Merhaba e-günlüğüm; Klasik bir cuma akşamının ardından, klasik olarak karşındayım ve klasik yazılarımı yazıyorum. (bir de yetmiş dört veya elli beş model klasik arabam olsa iyi olacak) Dün gece her zaman olduğu gibi gençler geldiler ve gençleştik. (blog yazarı misafirimiz yoktu) Yine kalabalık geldiler. Bu işe bir çare bulmam lazım. Gittikçe kalabalık gelmeye başladılar. İçecek dayandıramıyorum veletlere. (pek velet denemez . Hormonlu deve demek daha uygun.) Ben rakı şişesinin hatırını sorarken onlar birer şişe bira içtiler. Birayı şişeden içenler vardı ve onlara "bira bardaktan içilir" masalını anlattım. (bir fıkra ile) Böylece sohbet açılmış oldu. İçlerinde bir tanesi köpek almaya karar vermiş ve bol bol köpek cinsleri, huyları ve nasıl bakılacağı hakkında konuştuk. Hatta ısrarla bir marka değil, sokaktan veya barınaktan köpek almasını, onların diğer köpeklere göre daha sadık ve koruyucu olduğunu anlattım ve önerdim. (eminim yine marka bir köpek alırlar:) Gece üç genç bizde kaldı ve sabah (daha doğrusu öğlen) kalkıp evlerine gittiler. Bu gün hepsinin programları var. (kızlarla buluşacaklar) Benim de programım var tabi. İşe gidip abonelerle buluşacağım.
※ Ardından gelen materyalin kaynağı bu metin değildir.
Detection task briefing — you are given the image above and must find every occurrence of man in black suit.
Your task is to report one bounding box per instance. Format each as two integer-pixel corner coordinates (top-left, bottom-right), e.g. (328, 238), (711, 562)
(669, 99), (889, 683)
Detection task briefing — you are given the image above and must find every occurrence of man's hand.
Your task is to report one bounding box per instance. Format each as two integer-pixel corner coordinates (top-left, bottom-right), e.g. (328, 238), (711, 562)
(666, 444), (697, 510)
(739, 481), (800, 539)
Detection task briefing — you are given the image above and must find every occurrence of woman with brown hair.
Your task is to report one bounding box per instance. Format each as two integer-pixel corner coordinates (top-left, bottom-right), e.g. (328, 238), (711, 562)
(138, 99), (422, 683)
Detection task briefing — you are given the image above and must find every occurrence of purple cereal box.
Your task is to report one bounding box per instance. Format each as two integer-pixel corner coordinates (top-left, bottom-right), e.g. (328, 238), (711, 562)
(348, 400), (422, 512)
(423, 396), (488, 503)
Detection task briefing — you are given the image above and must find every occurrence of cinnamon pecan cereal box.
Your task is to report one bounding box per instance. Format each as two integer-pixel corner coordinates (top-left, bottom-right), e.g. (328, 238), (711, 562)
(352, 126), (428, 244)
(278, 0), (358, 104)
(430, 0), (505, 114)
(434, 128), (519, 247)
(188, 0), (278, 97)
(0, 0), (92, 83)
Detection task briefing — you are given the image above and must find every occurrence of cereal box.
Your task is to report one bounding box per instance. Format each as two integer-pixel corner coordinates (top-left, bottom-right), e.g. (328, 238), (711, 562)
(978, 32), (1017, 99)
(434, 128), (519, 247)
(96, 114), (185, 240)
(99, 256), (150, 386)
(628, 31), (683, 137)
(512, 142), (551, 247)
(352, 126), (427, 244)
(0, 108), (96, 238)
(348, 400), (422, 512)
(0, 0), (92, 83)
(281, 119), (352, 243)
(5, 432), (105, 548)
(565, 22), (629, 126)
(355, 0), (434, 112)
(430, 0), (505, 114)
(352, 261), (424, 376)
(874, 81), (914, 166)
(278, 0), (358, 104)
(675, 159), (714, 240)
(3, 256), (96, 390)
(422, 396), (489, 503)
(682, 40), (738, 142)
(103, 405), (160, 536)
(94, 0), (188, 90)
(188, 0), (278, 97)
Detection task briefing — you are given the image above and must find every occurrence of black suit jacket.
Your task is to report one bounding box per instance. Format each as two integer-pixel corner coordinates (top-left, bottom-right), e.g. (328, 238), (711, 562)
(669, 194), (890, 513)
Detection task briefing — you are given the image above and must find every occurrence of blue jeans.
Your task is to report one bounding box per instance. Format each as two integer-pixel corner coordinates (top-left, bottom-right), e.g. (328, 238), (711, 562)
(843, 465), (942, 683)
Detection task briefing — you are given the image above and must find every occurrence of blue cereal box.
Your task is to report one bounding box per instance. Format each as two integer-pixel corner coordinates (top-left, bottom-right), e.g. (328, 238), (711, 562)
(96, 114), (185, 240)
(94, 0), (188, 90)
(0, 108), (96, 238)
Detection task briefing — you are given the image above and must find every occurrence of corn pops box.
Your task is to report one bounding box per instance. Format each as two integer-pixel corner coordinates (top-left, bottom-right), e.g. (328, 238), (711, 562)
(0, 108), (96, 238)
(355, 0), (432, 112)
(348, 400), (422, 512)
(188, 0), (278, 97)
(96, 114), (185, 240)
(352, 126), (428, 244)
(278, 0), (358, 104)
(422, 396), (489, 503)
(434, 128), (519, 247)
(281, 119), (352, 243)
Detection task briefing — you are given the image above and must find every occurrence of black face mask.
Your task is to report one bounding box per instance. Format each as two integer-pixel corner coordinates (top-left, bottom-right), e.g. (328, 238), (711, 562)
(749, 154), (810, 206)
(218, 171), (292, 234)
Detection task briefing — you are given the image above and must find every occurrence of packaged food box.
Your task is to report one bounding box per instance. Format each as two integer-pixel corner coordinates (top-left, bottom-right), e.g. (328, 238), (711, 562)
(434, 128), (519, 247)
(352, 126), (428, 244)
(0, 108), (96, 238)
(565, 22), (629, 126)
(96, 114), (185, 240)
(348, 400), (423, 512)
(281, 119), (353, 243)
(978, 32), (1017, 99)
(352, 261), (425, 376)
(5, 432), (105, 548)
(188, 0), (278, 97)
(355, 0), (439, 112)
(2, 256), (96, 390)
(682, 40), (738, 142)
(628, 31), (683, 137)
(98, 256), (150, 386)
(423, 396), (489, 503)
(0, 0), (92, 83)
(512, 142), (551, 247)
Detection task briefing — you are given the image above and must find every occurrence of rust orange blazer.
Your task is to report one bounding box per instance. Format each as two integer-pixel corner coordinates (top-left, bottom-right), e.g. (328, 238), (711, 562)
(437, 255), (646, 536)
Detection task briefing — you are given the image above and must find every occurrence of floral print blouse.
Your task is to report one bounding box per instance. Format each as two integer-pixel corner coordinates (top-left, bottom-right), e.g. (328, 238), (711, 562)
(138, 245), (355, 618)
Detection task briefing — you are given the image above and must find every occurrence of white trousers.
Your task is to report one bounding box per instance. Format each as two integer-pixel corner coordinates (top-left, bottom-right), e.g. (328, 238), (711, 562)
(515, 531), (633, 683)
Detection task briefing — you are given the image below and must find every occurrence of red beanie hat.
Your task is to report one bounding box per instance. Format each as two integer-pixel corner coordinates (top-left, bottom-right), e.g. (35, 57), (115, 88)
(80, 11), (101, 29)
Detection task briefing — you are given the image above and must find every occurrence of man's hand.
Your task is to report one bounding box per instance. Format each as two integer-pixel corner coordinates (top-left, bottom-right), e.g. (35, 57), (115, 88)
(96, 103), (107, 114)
E-günlüğüm; bu gün de hızlı başladık ve hızlı devam etti. Sabahın erken saatlerinde başlayan hareketlilik uzun süre devam etti ve yine öğle yemeğim aksadı. Sonunda geçte olsa yiyebildim. Tahminimden fazla abone ile buluştum.
İşyerinde kaloriferlerimiz yanmaya başladı. Yakıt parası ödemeyen kişi ödemeyi yapmış ve kimse hastalanmadan bunu da kurtardık.

Pazar günü iş yerine gelip Firma genel merkezine pasif duruşlarını, reklam vermemekte direnmeleri ve bayi gelişimi (istatistiki) konusunda bol biberli, soğanlı ve sarımsaklı bir rapor yazacağım. (beni en sonunda kızdırdılar)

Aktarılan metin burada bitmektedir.